5. **Stay current with IRS guidance & comment periods**
- Regulations are proposed/not final in some cases. Entities can review and comment—e.g. backup withholding regs, Section 892 rules.([irs.gov](https://www.irs.gov/newsroom/treasury-irs-issue-proposed-regulations-on-the-new-remittance-transfer-tax-established-under-the-one-big-beautiful-bill?utm_source=openai))
## Consequences of Noncompliance
- **Penalties and interest** for incorrectly withheld or late deposited remittance tax.

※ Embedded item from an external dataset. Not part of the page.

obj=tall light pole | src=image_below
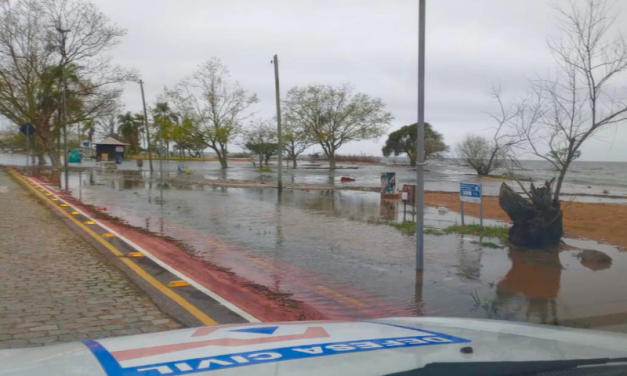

- Backup withholding misapplications can result in both payee confusion and employer penalties.
- Misreporting may lead to IRS notices, audits, or assessments.
- Reputational harm, especially for platforms used by many individual sellers.
## Action Checklist
- Review remittance transfer policies: instrument types and collection mechanisms.
- Customize software/record-keeping systems to track thresholds accurately.
- Train staff and inform users of changes (platform sellers, freelancers).
- Consider legal review of proposed regulations to provide input before final rules are published.
- Conduct regular internal audits to ensure remittance excise tax and backup withholding are handled well.
These compliance changes under OBBB are more than bookkeeping headaches—they affect cash flows, vendor relationships, and legal exposure. Organizations that stay ahead will avoid penalties and maintain trust with their users.